4.8        Minimum Performance Standard: Participants whose personal performance is rated as “Unacceptable” as part of the Zebra Technologies Corporation Annual Performance Management Review process shall not be eligible to receive an award under this Plan, including any bonus resulting from the achievement of Financial Performance Goals and / or Individual Performance Goals.

 

SECTION 5 – PAYMENT OF BONUS AWARDS

5.1        Form and Timing of Payment: Payment of Bonus Awards shall be made in cash, subject to applicable payroll tax and benefit plan withholdings, as soon as administratively feasible after the end of the Plan Year following the final determination of the fiscal year’s financial results.


SECTION 6 – TERMINATION OF EMPLOYMENT

6.1        Termination of Employment Due to Voluntary Resignation: In the event a Participant’s employment is terminated due to voluntary resignation prior to the end of the Plan Year, the Participant shall not be entitled to an award for the Plan Year in which the termination occurs.

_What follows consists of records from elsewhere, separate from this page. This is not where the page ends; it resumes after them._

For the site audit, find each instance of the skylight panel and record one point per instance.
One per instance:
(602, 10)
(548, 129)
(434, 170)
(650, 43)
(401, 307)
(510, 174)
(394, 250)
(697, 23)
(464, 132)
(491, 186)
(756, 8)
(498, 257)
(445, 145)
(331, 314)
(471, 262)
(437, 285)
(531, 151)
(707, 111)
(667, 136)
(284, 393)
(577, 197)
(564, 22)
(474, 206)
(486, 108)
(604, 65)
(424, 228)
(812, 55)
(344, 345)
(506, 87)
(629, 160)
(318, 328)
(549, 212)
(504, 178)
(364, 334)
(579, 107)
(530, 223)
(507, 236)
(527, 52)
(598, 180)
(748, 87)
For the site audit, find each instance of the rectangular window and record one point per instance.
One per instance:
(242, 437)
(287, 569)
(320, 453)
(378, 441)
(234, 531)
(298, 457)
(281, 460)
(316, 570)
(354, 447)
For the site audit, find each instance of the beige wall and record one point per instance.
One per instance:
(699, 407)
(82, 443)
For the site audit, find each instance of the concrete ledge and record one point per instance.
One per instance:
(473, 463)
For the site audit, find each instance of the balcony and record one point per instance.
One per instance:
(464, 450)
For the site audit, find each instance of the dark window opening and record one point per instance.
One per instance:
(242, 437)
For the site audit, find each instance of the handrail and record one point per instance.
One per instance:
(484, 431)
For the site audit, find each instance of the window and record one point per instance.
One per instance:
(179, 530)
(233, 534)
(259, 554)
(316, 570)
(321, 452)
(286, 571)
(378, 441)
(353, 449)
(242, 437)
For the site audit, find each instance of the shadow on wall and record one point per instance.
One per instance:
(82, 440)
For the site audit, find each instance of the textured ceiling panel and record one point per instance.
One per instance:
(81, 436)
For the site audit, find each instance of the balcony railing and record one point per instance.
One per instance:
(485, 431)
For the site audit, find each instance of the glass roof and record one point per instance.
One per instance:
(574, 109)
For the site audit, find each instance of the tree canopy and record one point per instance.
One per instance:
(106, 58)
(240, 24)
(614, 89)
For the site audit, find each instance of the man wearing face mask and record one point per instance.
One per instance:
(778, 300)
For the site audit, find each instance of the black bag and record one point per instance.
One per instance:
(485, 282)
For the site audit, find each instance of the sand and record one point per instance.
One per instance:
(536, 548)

6.2        Termination of Employment for Cause: In the event a Participant’s employment is terminated for Cause prior to the end of the Plan Year, the Participant shall not be entitled to an award for the Plan Year in which the termination occurs.

6.3        Termination of Employment Due to Death: In the event a Participant’s employment is terminated by reason of death, the Bonus Award shall be calculated on a prorated basis.

6.4        Termination of Employment for Reasons Other Than Voluntary Resignation, Cause, or Death: In the event a Participant’s employment is terminated for reasons other than voluntary resignation, Cause or death prior to the end of the Plan Year, a prorated Bonus Award may be paid in the sole discretion of the Vice President, Human Resources.

 

SECTION 7 – RIGHTS OF PARTICIPANTS

7.1        Employment: Nothing in this Plan shall interfere with or limit in any way the right of the Company to terminate or change a Participant’s employment at any time, nor confer upon any Participant any right to continue in the employ of the Company. Nothing herein contained shall limit or affect in any manner or degree the normal and usual powers of management, exercised by the officers and the Board of Directors of the Company to change the duties or the character of employment of any Associate or to remove the individual from the employment of the Company at any time, all of which rights and powers are expressly reserved by the Company.

 

SECTION 8 – ADMINISTRATION

8.1        Administration: This Plan shall be administered by the Vice President, Human Resources in accordance with the provisions contained herein; subject to the direction and approval of the Committee with respect to matters relating to any Section 16 Officers of the Company.

8.2        Questions of Construction and Interpretation: The determination of the Vice President, Human Resources in construing or interpreting this Plan or making any decision with respect to the Plan shall be final, binding, and conclusive upon all persons. The Vice President, Human Resources’ interpretative responsibility shall include any and all definitions in the Plan, including, but not limited to, interpretations of Cause.

8.3        Amendments: The Company, in its absolute discretion, without notice, at any time and from time to time, may modify or amend, in whole or in part, any or all of the provisions of this Plan, or suspend or terminate it entirely; provided, however, that no such modification, amendment, suspension, or termination, may without the consent of the Participant (or the Participant’s beneficiary in the case of death) reduce after the end of the Plan Year the right of a Participant (or the Participant’s beneficiary as the case may be) to a payment or distribution in accordance with the provisions contained in this Plan.

8.4        Governing Law: This Plan shall be construed in accordance with, and governed by, the laws of the State of Illinois without giving effect to conflicts of laws principles.

8.5        Committee Authority: Notwithstanding anything herein to the contrary, any and all determinations or actions to be taken with respect to the Plan that relate to a Section 16 Officer of the Company shall be determined or taken by the Committee.